City Weekly's editorial staff received a homemade Christmas card from Utah State Prison inmate Corey Vonberg the other day. It's a beautifully executed drawing of a snowman and floating baubles.---
Vonberg has long been fighting his 2003 felony child-abuse convictions with complex letters lambasting attorneys, state officials and the like. You know it's a Vonberg letter because he does his own curious hand-drawn stamp denouncing corruption in Utah.
This year, I had my fair share of jail and prison interviews. Among others, I visited with alleged cop killer Curtis Allgier in Salt Lake County jail and also took a PIO-guided tour of the facilities after he had been moved to prison. I was shocked out of my quiet, bourgeoise complacency as I looked at the maximum-security floor. The cells were narrow, individual holes with a bunk bed and room to pace, all dowsed in the same dank yellow light. Here, the PIO said, were those who couldn't fit in elsewhere, who threw their feces at guards, who fought or caused trouble.

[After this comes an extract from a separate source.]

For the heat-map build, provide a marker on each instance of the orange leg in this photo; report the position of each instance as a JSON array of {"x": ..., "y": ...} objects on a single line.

It was a bleak, oddly funereal sight.
The six months I spent on-and-off researching and then writing 'Love Supreme' about Curtis Allgier and his penpal Maxine McNeeley, I learned from her a newfound appreciation for the humanity of the incarcerated. She made me see the folks behind bars, no matter how dangerous, disturbed or disturbing, as human beings.
It is in that spirit, then, that I would like to send out my very best holiday wishes to the incarcerated of Utah, as well as those responsible for their incarceration. The latter side of that equation I have yet to gain much insight into, but trust I will one day.
I cannot imagine a darker place to spend the holidays, and I hope that some glimmer of the festive cheer that I will enjoy this holiday season will find its way into the cell blocks in Draper and in the jails across the state.